He could not remember the last time he had said her name aloud. It had not been to Dumbledore, all those times they had been closeted together. No, it must have been when he had last spoken to her, that night on the hilltop. She would not listen to him, but he had seen her and heard her voice, and that was enough. He had been assured of her life, of her existence in the same world as him. He had come to expect little more than that.
“You shouldn’t be here, Sev. If the others see you....”
“I don’t care about them, Lily. I only came for you.”
She had shaken her head, the evening sun reflecting off her hair.
“You’re mad, Severus.”
He had wanted to go to her, show her that he was worth her trouble, but she had turned away from him.
“Lily!”
His hand had grabbed her arm, relishing the feel of her skin against his palm.
“Let go of me!”
“I have to tell you... please.... look at me.” His voice was almost lost against the wind.

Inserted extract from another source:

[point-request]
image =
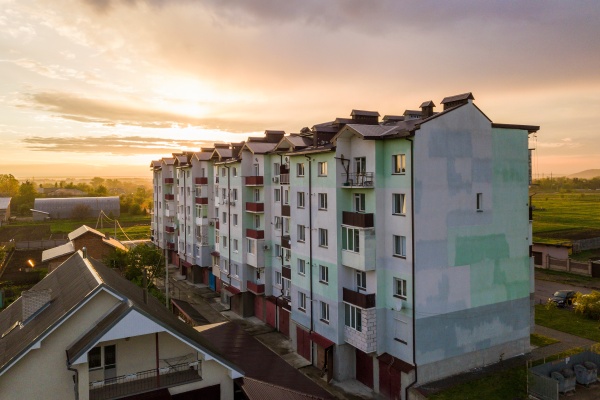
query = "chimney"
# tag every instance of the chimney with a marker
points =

Her eyes met his and it seemed that everything inside of him had melted away. He never would have referred to them as “emerald” – that was the chosen word of certain other people – rather they were like the green of Slytherin house, the color of the serpent. As though hypnotized by a great snake, he stared into her eyes, unable to look away.
“None of you must speak the Dark Lord’s name aloud.”
She pulled her arm away, eyes furious. “Well excuse me if some people don’t have the same reverence for him that you do.”
Why couldn’t she understand him? “No! There’s a curse on the name. Whenever someone speaks it, he knows... and he can find you....”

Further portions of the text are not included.